Healy said Jersey City is not currently having cash-flow problems, but he expects to see some in the near future.
“Normally to do capital improvements, fix our parks, fix our buildings, those types of expenditures...(the city will) go out for bonds. Right now we’re hearing that market’s going to dry up...So we and every other government…(are) probably going to have to tone down (our) expectations for capital improvements.”
Credit Concerns in the Midwest
Franklin, Ind., an industrial town south of Indianapolis, is starting to feel the reverberations from Wall Street, Fred Paris, the town’s mayor, told CNBC’s “Squawk on the Street.”
Automotive-related businesses are seeing fewer orders and the insurance company that insures the city’s bonds has been downgraded.
“We just got notice that the insurance company that insures those bonds' rating has been lowered, which also affects our ability as a city to borrow money,” he said.
Although Franklin’s tax base remains solid and the employment outlook looks optimistic with a new Cooper Tire facility moving in, the city is “crossing our fingers that we don’t lose those new jobs,” he said.

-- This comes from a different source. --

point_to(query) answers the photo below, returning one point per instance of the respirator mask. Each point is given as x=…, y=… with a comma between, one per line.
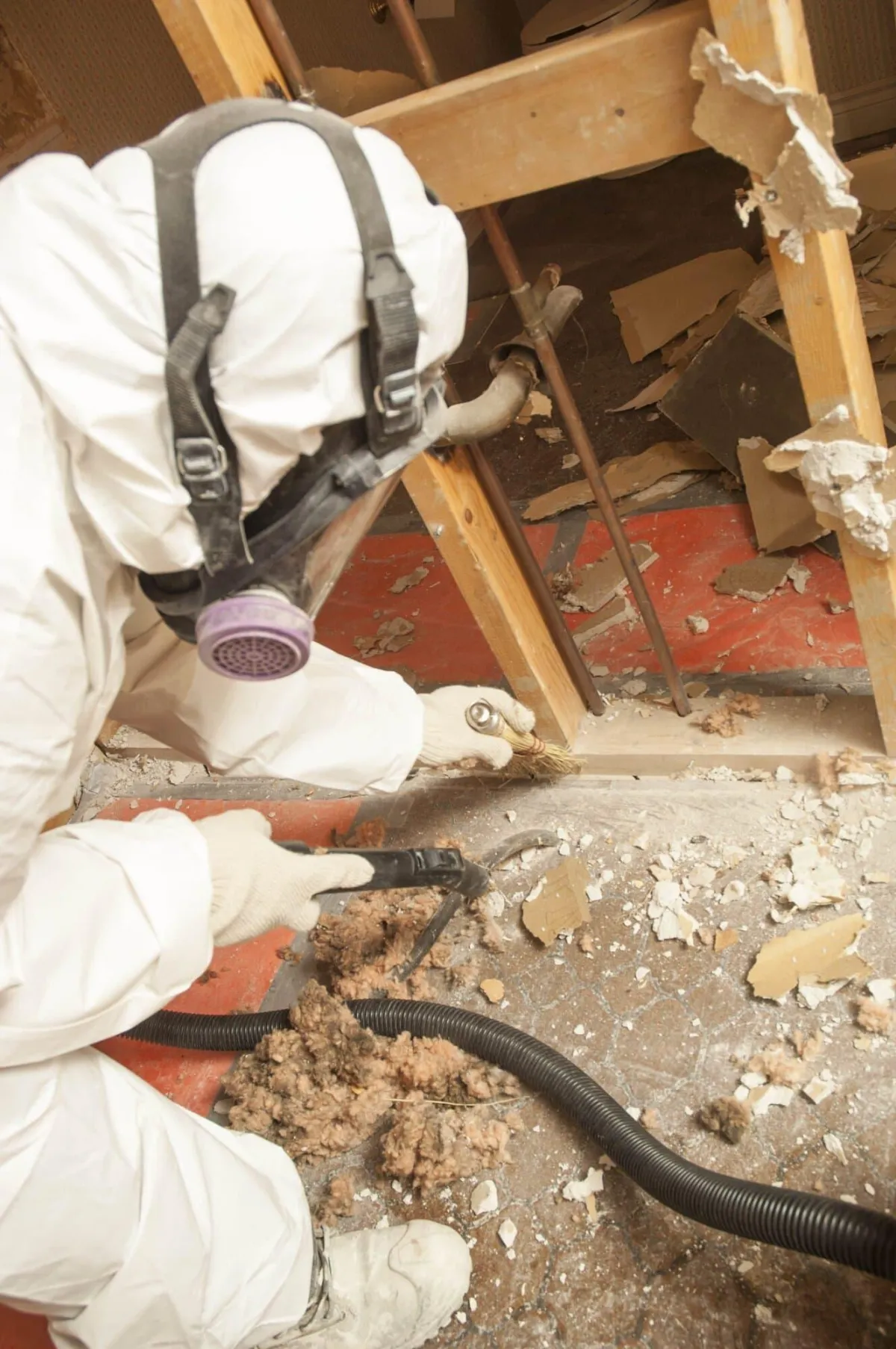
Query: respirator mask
x=250, y=608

The town is concerned about whether the $700 billion government bailout will cut into capital expenditures on infrastructure.
“We’re just getting ready ... to take on about a $5 million road project, which isn’t a lot of money to some people, but it is to a small town like ours, and suddenly we find ourselves wondering, you know, with $700 billion going for this, will there be money for the small projects and small communities across the country?” Paris said.
Muni Troubles in New England
Meanwhile, New Haven, Conn. faces two growing problems: credit liquidity and intergovernmental revenues.
"We borrow for construction—last month when we went into the short-term market—no problem getting 30-day paper for two percent," said New Haven Mayor John DeStefano. "This week we couldn't get 30-day paper."
The municipal bond market has also suffered as a result of the credit crunch, DeStefano said.
"We had to cancel a bond sale three weeks ago—same day that Connecticut was only able to sell part of the debt it was issuing," said DeStefano. "When the state of Connecticut catches a cold, we run the chance of getting pneumonia."